Outside in the street, and at the back of the house, there was an unknown number of police officers. Mumtaz wondered whether she knew any of them, and also whether Lee was with them. He’d been a police officer and so he might be. Having found no cavities, Mumtaz hammered. At the very least, Lee had to know what was happening, and she knew that he would have organised care for Shazia. Poor Shazia, she was probably terrified. And her parents! She hadn’t thought about them earlier; now she saw their faces in her mind.
Plaster flew up and made her cough as she smashed away at the walls. She looked over at him and heard him say, ‘Carry on.’ She carried on.

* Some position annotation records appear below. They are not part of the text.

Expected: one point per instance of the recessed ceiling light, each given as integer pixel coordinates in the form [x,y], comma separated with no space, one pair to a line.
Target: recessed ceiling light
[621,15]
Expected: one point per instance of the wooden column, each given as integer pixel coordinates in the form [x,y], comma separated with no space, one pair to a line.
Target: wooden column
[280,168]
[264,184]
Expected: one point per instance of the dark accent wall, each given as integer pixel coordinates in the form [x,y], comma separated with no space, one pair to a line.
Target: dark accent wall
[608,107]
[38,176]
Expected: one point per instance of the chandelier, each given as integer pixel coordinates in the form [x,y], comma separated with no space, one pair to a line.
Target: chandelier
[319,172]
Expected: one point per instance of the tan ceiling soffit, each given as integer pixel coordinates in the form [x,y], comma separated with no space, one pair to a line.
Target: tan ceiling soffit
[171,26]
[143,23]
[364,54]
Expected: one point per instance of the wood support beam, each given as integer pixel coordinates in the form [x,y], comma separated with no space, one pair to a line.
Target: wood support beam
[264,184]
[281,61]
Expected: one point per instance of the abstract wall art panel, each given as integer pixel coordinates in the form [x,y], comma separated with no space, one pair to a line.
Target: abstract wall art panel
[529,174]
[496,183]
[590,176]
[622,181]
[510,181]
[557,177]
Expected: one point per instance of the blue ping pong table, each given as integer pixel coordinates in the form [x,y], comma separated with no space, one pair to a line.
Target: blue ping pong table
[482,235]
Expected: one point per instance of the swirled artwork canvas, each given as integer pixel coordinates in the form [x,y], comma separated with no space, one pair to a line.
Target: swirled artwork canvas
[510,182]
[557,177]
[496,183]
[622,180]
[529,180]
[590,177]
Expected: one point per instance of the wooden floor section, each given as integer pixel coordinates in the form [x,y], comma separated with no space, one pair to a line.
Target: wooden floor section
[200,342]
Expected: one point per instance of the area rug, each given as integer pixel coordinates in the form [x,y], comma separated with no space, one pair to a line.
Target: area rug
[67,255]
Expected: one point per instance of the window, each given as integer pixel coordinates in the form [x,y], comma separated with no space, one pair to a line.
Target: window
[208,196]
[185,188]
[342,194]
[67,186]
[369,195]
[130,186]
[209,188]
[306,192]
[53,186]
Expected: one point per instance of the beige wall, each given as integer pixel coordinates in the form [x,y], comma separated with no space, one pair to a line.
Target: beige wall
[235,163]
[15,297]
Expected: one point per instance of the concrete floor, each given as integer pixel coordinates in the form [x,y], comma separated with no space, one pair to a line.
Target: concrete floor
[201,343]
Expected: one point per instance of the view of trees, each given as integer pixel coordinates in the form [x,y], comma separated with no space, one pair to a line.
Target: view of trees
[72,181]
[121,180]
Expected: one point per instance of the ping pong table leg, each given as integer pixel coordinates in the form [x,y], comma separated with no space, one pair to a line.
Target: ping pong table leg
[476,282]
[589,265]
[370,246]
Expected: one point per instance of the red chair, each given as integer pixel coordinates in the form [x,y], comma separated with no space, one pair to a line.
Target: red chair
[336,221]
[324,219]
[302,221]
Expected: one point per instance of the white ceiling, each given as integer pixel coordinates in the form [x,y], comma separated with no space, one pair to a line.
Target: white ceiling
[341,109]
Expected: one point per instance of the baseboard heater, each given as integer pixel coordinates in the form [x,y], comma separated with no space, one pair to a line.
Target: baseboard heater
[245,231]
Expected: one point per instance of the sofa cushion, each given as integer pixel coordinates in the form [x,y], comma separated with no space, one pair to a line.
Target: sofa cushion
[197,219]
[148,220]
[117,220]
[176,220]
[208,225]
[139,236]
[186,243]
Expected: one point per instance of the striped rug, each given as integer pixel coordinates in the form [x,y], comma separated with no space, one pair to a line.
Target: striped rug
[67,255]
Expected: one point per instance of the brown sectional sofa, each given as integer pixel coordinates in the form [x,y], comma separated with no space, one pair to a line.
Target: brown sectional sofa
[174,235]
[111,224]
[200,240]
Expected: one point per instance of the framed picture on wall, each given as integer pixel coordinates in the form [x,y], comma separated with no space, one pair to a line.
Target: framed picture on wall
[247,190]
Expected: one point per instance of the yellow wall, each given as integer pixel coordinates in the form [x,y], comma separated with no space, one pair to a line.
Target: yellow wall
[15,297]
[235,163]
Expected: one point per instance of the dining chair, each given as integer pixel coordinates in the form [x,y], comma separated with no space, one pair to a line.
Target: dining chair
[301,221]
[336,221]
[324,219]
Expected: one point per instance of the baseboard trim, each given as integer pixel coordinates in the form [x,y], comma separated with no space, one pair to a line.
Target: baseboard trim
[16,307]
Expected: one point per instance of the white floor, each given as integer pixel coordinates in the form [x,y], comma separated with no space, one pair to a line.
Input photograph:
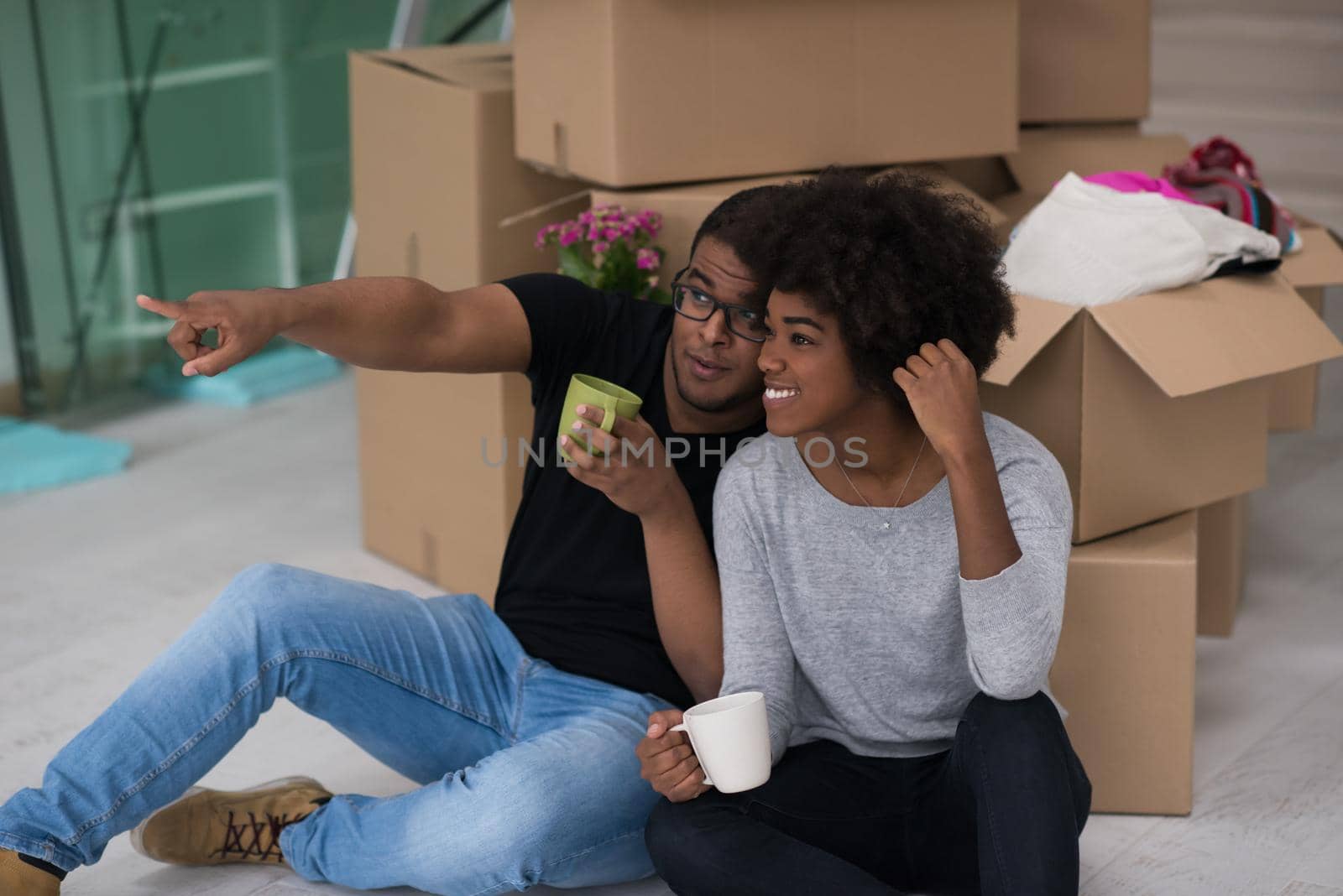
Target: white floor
[98,577]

What would he do if he didn’t find the diamonds? Why did he think they were in the walls of the house? Reg Smith might have found them, or Lily Smith could have taken them to her grave – or sold them … But then why was she even thinking about jewels that couldn’t possibly exist? And then, being a private investigator and knowing what she did about surveillance, Mumtaz realised that even if the police hadn’t been listening in to their conversations earlier on in the day, they had to be by this time.
She stopped hammering.
Abdullah Khan said, ‘I’ve not told you to have a rest.’
She said, ‘How do you know that these diamonds you’re looking for are behind these walls?’

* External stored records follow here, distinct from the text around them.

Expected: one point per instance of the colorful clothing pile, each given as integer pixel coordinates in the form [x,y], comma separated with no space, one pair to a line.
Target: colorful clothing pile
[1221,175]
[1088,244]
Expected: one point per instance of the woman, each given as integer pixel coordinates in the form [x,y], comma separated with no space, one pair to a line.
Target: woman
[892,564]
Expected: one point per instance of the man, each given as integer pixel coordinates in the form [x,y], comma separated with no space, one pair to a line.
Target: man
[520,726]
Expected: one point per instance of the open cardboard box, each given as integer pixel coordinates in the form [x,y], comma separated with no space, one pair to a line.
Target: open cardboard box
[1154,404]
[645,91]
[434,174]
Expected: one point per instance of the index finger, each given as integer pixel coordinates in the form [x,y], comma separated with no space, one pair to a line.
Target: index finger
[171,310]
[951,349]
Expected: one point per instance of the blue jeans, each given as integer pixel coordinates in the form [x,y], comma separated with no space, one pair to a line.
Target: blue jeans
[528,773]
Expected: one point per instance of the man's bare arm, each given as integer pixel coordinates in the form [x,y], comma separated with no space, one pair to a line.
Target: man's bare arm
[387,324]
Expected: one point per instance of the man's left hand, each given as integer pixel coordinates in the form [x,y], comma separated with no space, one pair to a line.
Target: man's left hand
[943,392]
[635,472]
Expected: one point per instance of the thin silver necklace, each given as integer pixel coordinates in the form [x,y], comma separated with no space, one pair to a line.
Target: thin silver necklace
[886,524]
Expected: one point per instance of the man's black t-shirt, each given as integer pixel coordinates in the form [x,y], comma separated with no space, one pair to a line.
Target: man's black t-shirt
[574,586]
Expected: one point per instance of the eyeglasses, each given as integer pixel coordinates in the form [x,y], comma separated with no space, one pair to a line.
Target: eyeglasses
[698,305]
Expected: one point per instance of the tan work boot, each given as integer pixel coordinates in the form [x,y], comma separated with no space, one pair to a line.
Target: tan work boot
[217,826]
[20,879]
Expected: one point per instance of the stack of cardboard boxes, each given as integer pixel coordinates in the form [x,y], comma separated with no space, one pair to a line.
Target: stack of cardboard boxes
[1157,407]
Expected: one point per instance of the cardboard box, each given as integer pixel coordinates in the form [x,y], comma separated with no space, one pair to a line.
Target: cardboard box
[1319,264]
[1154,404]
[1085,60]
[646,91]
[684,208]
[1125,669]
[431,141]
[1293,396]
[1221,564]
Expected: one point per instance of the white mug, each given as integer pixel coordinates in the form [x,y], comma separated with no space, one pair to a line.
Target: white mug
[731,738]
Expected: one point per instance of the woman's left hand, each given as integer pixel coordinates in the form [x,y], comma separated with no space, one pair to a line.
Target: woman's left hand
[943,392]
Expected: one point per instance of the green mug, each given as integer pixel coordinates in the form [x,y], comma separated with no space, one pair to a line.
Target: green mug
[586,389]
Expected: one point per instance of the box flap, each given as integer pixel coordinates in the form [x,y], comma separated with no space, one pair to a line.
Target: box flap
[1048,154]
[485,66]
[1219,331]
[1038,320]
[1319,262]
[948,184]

For a moment he said nothing, then he walked over and stood in front of her. Mumtaz felt her heart begin to pick up its beat. ‘I don’t,’ he said. ‘But I’ve had everything else apart in this house. Floorboards, doors, units, the garden – even that old Sukkah at the bottom, the Jew’s shack. All I found there was her body.’
‘Whose body?’
‘Auntie Sara’s body. Some old tramp that my wife liked to feed had dug it up.’ He jammed the pistol against her forehead. ‘I killed him before he got to her diamonds.’